Braganza sucked at a tooth and considered the wall behind Hebster. “And all this, you feel, wouldn’t apply to Kleimbocher?”

“No, not a philology professor. He has no interest, no intellectual roots in personal and group instability. Kleimbocher’s a comparative linguist—a technician, really—a specialist in basic communication. I’ve been out to the University and watched him work. His approach to the problem is entirely in terms of his subject—communicating with the Aliens instead of trying to understand them. There’s been entirely too much intricate speculation about Alien consciousness, sexual attitudes and social organization, about stuff from which we will derive no tangible and immediate good. Kleimbocher’s completely pragmatic.”

“All right. I follow you. Only he went Prime this morning.”

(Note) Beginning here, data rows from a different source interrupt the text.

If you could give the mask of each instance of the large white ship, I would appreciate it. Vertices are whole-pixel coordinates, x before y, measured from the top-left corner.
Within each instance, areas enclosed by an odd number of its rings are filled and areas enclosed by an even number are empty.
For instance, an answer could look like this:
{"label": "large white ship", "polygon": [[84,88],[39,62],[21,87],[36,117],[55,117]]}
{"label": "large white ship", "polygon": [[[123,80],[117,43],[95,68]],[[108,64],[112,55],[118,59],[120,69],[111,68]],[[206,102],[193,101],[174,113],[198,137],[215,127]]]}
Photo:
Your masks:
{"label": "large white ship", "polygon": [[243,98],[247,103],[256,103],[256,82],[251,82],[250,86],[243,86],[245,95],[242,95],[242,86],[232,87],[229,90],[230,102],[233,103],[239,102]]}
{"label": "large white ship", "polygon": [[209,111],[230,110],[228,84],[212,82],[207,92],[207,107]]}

Hebster paused, a sentence dangling from his dropped jaw. “Professor Kleim-bocher? Rudolf Kleimbocher?” he asked idiotically. “But he was so close… he almost had it… an elementary signal dictionary… he was about to—”

“He did. About nine forty-five. He’d been up all night with a Primey one of the psych professors had managed to hypnotize and gone home unusually optimistic. In the middle of his first class this morning, he interrupted himself in a lecture on medieval Cyrillic to… to gabble-honk. He sneezed and wheezed at the students for about ten minutes in the usual Primey pattern of initial irritation, then, abruptly giving them up as hopeless, worthless idiots, he levitated himself in that eerie way they almost always do at first. Banged his head against the ceiling and knocked himself out. I don’t know what it was, fright, excitement, respect for the old boy perhaps, but the students neglected to tie him up before going for help. By the time they’d come back with the campus SIC man, Kleimbocher had revived and dissolved one wall of the Graduate School to get out. Here’s a snapshot of him about five hundred feet in the air, lying on his back with his arms crossed behind his head, skimming west at twenty miles an hour.”

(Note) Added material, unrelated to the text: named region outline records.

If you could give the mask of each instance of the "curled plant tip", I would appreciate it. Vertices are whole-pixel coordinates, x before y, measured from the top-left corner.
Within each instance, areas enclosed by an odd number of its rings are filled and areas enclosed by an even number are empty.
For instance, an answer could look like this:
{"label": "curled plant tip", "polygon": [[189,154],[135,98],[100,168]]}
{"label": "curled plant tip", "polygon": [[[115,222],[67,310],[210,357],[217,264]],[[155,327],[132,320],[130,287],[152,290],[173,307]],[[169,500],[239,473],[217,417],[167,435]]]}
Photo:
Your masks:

Hebster studied the little paper rectangle with blinking eyes. “You radioed the air force to chase him, of course.”

“What’s the use? We’ve been through that enough times. He’d either increase his speed and generate a tornado, drop like a stone and get himself smeared all over the countryside, or materialize stuff like wet coffee grounds and gold ingots inside the jets of the pursuing plane. Nobody’s caught a Primey yet in the first flush of… whatever they do feel at first. And we might stand to lose anything from a fairly expensive hunk of aircraft, including pilot, to a couple of hundred acres of New Jersey topsoil.”

Hebster groaned. “But the eighteen years of research that he represented!”

“Yeah. That’s where we stand. Blind Alley umpteen hundred thousand or thereabouts. Whatever the figure is, it’s awfully close to the end. If you can’t crack the Alien on a straight linguistic basis, you can’t crack the Alien at all, period, end of paragraph. Our most powerful weapons affect them like bubble pipes, and our finest minds are good for nothing better than to serve them in low, fawning idiocy. But the Primeys are all that’s left. We might be able to talk sense to the Man if not the Master.”

“Except that Primeys, by definition, don’t talk sense.”